Thanks LJ for that detailed explanation. I am beginning to think that the only real way to know if it is going to work for me is to order the darn bag and try her for myself!  I don't carry that much in my bag and I think that particular bag needs to be a little "stuffed" to drape and look nice. 

Sorry for hijacking this TSV thread  with all of my LoLo questions


----------



## lavenderjunkie

*Iheart:*  the ladies here are so helpful.  I'm sure when others check in and see your post they will offer their input also.   It's hard to compare handbag sizes when shapes and construction are so different.   A soft bag,  like the logo lock,  might measure very long,  but when there are things inside it puffs out and that takes away from the length.  Of course if there isn't much inside,  then it will keep much of it's flat shape.


----------



## FlorentineQuack

PcanTannedBty said:


> Here is my MacBook 15" in the Logo Lock. It fits perfectly with about and inch left on both sides. It comes in and out easily. Anything larger may be pushing it. The extra inch on the sides are the corners. This is truly a 17" bag in my opinion without even measuring it. How my laptop fits confirms it for me. Hope this helps!
> 
> View attachment 3188333



TFS. Is this bordeaux.  Is the color deeper than crimson?  Can you compare the two pls.


----------



## PcanTannedBty

FlorentineQuack said:


> TFS. Is this bordeaux.  Is the color deeper than crimson?  Can you compare the two pls.

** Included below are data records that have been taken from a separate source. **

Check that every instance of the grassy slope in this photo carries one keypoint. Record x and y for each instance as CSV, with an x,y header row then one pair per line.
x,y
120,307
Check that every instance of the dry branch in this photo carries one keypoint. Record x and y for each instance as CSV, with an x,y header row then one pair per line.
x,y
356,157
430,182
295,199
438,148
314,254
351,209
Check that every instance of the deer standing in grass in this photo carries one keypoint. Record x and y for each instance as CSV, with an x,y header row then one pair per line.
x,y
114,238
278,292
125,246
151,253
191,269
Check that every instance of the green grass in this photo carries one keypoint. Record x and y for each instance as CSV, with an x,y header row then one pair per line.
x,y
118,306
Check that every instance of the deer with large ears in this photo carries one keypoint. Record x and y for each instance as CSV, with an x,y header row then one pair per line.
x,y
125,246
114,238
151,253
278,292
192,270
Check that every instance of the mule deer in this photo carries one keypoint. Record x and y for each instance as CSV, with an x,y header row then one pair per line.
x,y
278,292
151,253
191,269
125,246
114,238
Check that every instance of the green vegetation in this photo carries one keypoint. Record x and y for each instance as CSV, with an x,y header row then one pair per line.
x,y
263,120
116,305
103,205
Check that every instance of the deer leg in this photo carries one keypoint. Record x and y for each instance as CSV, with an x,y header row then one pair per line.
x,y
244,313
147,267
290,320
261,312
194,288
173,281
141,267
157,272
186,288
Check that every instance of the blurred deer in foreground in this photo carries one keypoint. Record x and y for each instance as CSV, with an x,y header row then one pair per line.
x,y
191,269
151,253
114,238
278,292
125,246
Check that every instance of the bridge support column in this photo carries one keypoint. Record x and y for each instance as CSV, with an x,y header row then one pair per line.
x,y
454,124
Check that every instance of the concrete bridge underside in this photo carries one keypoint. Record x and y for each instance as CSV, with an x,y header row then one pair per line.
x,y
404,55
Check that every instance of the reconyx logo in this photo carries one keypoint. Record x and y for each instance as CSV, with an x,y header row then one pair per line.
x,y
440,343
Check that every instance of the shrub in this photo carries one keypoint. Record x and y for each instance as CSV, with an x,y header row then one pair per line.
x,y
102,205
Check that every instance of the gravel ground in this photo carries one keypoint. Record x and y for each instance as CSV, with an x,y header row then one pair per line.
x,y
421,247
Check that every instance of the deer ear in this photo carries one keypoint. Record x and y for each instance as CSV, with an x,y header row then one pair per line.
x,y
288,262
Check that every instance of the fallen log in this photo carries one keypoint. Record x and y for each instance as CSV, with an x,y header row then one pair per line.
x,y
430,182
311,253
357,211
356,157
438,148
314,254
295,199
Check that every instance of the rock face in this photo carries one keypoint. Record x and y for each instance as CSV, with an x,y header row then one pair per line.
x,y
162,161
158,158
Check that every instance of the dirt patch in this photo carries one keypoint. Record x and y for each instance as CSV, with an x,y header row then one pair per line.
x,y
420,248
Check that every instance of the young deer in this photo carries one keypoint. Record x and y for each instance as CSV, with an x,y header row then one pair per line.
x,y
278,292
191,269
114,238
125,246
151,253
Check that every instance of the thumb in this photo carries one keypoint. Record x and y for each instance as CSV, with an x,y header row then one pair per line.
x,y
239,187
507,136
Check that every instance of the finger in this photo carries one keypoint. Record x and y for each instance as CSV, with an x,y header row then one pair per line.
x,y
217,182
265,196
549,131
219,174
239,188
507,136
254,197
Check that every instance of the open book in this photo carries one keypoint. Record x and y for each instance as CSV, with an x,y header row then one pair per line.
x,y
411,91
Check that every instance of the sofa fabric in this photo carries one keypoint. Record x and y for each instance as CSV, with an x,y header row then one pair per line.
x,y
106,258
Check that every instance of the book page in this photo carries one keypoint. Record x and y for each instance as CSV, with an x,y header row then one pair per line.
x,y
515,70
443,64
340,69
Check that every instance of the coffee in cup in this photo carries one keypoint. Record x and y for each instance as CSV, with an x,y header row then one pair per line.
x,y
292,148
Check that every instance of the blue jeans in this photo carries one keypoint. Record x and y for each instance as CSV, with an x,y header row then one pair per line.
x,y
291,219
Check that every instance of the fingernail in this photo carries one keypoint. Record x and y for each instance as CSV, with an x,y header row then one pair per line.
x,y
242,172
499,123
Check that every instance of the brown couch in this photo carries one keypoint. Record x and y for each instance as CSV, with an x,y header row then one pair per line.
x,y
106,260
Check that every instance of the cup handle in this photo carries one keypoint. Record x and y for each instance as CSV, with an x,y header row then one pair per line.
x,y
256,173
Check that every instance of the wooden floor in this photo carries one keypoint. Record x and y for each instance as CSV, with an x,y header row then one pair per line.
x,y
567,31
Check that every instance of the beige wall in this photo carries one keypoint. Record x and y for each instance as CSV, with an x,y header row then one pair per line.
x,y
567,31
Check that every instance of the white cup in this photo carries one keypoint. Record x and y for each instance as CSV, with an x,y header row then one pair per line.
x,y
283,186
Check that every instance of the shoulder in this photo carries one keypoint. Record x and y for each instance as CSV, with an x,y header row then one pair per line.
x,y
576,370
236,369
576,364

See off "Crimson Flo Photo Gallery" thread...


----------



## Twoboyz

Sorry, it's not a reveal....it's just me whining that I cancelled my orders. This bag grew on me a little too late. I will definitely be stalking for an as is in elephant or red!


----------



## PcanTannedBty

Twoboyz said:


> Sorry, it's not a reveal....it's just me whining that I cancelled my orders. This bag grew on me a little too late. I will definitely be stalking for an as is in elephant or red!




Lol... You're a mess! I love it because I am too! [emoji51][emoji51]


----------



## Twoboyz

PcanTannedBty said:


> Lol... You're a mess! I love it because I am too! [emoji51][emoji51]




Now I'm kinda liking the smoke. Lol! [emoji23]


----------



## PcanTannedBty

Twoboyz said:


> Now I'm kinda liking the smoke. Lol! [emoji23]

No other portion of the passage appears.